All of the following applies to InnoDB.
I feel knowing the speeds of the 3 different methods is important.
There are 3 methods:
- INSERT: INSERT with ON DUPLICATE KEY UPDATE
- TRANSACTION: Where you do an update for each record within a transaction
- CASE: In which you a case/when for each different record within an UPDATE
I just tested this, and the INSERT method was 6.7x faster for me than the TRANSACTION method. I tried on a set of both 3,000 and 30,000 rows.
The TRANSACTION method still has to run each individually query, which takes time, though it batches the results in memory, or something, while executing. The TRANSACTION method is also pretty expensive in both replication and query logs.
Even worse, the CASE method was 41.1x slower than the INSERT method w/ 30,000 records (6.1x slower than TRANSACTION). And 75x slower in MyISAM. INSERT and CASE methods broke even at ~1,000 records. Even at 100 records, the CASE method is BARELY faster.
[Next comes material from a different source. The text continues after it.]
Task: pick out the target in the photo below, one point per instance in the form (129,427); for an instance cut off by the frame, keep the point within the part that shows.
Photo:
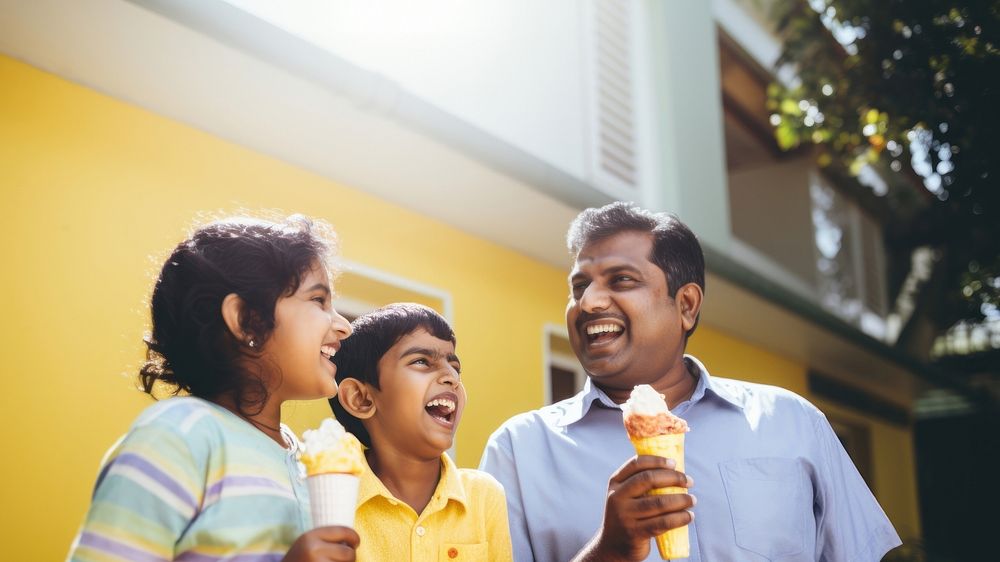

So in general, I feel the INSERT method is both best and easiest to use. The queries are smaller and easier to read and only take up 1 query of action. This applies to both InnoDB and MyISAM.
Bonus stuff:
The solution for the INSERT non-default-field problem is to temporarily turn off the relevant SQL modes: SET SESSION sql_mode=REPLACE(REPLACE(@@SESSION.sql_mode,"STRICT_TRANS_TABLES",""),"STRICT_ALL_TABLES","")
. Make sure to save the sql_mode
first if you plan on reverting it.
As for other comments I've seen that say the auto_increment goes up using the INSERT method, this does seem to be the case in InnoDB, but not MyISAM.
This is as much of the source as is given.